I also still appear in his toplist at the bottom (#15 - CuddleBunny) though I've sent him zero traffic for the last 24-32 odd hours.

Finally, I have spoken with one of my good traders, and he confirmed he was receiving extremely great prod from this guy too (he was trading with wickedthumbs.com and I was trading with videosfarmer.com). This guy was consistently sending me back double the traffic I was sending him no matter how much I forced.

As they say... if it sounds too good to be true....

[Verbal]

Here are screenshots I took on the morning of 7/25/07.

On the wickedthumbs.com one I actually had just closed my virus alert pop-up window, but you can see the two domains look(ed) the same.


videosfarmer.com screenshot
All these thumbnails linked to nimbleguide.com
ie: http:// nimbleguide.com/gangbang.html?6278


wickedthumbs.com screenshot
All these thumbnails linked to adsnavigator.com
ie: http:// adsnavigator.com/gangbang.html?6278 (<- possibly an affiliate ref code?)

[xwild]

This is good news! I do No need to be Mean, Just that i been telling Protect-x for a couple of days about that site/registerer.

Please review all the sites he has an post them here so he can be Expose.

What is the DNS number where he is Mainly Located so we can band it.

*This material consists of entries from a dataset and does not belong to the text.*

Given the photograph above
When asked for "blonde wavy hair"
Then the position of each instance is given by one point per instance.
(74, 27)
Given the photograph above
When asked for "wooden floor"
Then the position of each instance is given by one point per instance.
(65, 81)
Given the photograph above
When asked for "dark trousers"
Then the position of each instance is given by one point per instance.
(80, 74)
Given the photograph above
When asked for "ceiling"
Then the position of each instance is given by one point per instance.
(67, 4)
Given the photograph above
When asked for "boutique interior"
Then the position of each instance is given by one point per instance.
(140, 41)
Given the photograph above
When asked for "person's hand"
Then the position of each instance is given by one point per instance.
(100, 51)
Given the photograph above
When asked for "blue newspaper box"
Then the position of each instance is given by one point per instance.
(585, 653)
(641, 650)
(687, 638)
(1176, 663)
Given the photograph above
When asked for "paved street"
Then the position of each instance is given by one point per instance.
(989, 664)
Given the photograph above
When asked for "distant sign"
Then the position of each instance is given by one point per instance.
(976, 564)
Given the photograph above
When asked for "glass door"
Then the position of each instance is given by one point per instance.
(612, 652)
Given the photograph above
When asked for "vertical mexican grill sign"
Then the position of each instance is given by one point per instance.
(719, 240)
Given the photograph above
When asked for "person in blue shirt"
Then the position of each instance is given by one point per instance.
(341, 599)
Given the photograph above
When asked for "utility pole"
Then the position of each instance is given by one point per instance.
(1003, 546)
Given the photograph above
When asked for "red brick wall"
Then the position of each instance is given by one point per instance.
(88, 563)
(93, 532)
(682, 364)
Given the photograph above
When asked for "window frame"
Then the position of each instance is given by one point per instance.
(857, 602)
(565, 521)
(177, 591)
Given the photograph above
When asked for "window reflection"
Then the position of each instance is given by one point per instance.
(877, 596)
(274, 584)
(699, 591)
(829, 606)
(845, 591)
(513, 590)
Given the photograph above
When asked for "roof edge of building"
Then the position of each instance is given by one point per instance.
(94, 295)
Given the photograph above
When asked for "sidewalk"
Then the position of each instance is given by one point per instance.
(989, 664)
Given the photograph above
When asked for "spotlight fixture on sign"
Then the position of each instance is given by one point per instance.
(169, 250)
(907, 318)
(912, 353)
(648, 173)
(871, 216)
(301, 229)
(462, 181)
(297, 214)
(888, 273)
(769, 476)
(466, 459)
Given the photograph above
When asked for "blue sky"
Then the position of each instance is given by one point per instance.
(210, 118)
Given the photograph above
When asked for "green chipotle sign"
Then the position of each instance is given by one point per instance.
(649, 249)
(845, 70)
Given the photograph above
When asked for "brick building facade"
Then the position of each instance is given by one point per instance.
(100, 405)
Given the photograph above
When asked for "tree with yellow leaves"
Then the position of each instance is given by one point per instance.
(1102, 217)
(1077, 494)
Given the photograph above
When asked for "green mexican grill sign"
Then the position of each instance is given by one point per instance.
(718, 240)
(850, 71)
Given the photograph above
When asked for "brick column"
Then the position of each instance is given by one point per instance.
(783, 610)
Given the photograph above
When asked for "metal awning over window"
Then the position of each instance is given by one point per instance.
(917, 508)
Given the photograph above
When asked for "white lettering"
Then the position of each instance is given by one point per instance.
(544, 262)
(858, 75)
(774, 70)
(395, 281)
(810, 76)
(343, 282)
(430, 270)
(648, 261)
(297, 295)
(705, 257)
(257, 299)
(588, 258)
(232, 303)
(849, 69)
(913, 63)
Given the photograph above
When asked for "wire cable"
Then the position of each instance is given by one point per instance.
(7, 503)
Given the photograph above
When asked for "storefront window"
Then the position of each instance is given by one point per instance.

Please advise and thank you!

Your Amigo Xwild.

[max]

Just noticed
nimbleguide.com
adsnavigator.com
have the same template and thumbs like videosfarmer.com and wickedthumbs.com on your screenshots.
Moved to ban list.

[Verbal]

Yeah xwild, I'm no longer going to trade with sites using the Joker registrar.

Also, not sure if this guy uses the same name for all his trades, but he signed up under me under the username "rowan".

Those are the only two domains I know of at the moment, so keep an eye out for this guy!

Peace,

Verbal
http://www.cuddlebunny.net/

[Verbal]

Hi guys,

I was just checking trades and found another TGP pulling the same bullshit (it's probably the same guy):

hornymaniac.com screenshot
all links go to nimbleguide.com as well

Has anyone else seen the template in the screenshot anywhere? I'm on my home computer now so I'm pretty sure it's not just my work machine being corupt or something.


hornymaniac.com whois info:

domain: hornymaniac.com
owner: Peter Fischer
email: Whois Privacy and Spam Prevention by DomainTools.com
address: Dr. Otto Neuratgasse 1/7
city: Wien
state: --
postal-code: A-1220
country: AU
phone: +431.984838350
admin-c: CCOM-1070508 Whois Privacy and Spam Prevention by DomainTools.com
tech-c: CCOM-1070508 Whois Privacy and Spam Prevention by DomainTools.com
billing-c: CCOM-1070508 Whois Privacy and Spam Prevention by DomainTools.com
nserver: a.ns.joker.com 69.39.224.27
nserver: b.ns.joker.com 159.25.97.69
nserver: c.ns.joker.com 207.44.185.10
status: lock
created: 2007-07-05 10:49:56 UTC
modified: 2007-07-05 10:59:58 UTC
expires: 2008-07-05 10:49:56 UTC

contact-hdl: CCOM-1070508
person: Peter Fischer
email: Whois Privacy and Spam Prevention by DomainTools.com
address: Dr. Otto Neuratgasse 1/7
city: Wien
state: --
postal-code: A-1220
country: AU
phone: +431.984838350

source: joker.com live whois service
query-time: 0.040968
db-updated: 2007-07-28 16:12:08

[xwild]

that is good news Verbal
unfortunetly allot of bad webmaster change their identity to start trading again.
Just keep and eye out for bad websites.

I used mcaffee in all my pcs to detect bad sites with trojans and spuware.

It does and excellent job for me.

[max]

another joker site in a basket.

[Verbal]

Found another one.. this is getting ridiculous.

nudeswishes.com screenshot

Can anyone confirm?


EDIT: I just refreshed that domain and it looks like a normal TGP again... very sneaky.

[Verbal]

more:
mpegsarena.com screenshot

and

reallycurves.com

I'm just going to stop taking screenshots now. The point is beware of TGP's on Joker registrar.